Rivian, the electric vehicle startup, exceeded expectations with its third-quarter vehicle deliveries. The company produced 16,304 vehicles and delivered 15,564 vehicles during this period, surpassing analyst consensus predictions. Rivian aims to achieve an annual production of 52,000 vehicles in 2023. The company’s stock initially rose but later fell during Monday’s market trade. Despite challenges and supply-chain issues, Rivian has been on a roller coaster ride since its IPO two years ago. It currently produces electric pickup trucks, SUVs, and commercial vans.
Last week, Baird analyst Ben Kallo expressed optimism about Rivian’s third-quarter deliveries, designating the company’s stock as a “bullish fresh pick.” This sentiment was echoed by Evercore ISI, which upgraded Rivian stock to outperform and compared it to industry giants Tesla and BYD. However, Rivian stock fell 2.5% during Monday’s trading session.

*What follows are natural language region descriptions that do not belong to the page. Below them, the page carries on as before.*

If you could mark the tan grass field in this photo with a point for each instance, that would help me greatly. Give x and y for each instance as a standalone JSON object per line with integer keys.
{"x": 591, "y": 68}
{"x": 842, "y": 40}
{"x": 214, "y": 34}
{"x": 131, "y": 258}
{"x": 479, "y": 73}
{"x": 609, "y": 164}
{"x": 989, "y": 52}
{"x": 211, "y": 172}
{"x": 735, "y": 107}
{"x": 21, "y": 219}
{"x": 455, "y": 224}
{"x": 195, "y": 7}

UBS initiated coverage of Rivian stock with a neutral rating and predicted that the company would achieve positive gross margin in 2024. Despite some fluctuations, Rivian stock remains up about 40% for the year.
Rivian’s performance in the third quarter demonstrates its continued progress and growing market presence. With its strong delivery numbers, the company is positioning itself as a major player in the electric vehicle industry. However, challenges such as supply-chain issues and the need for additional capital raise to support future growth still lie ahead. As Rivian works towards achieving larger volumes and profitability, investors will continue to closely monitor its performance.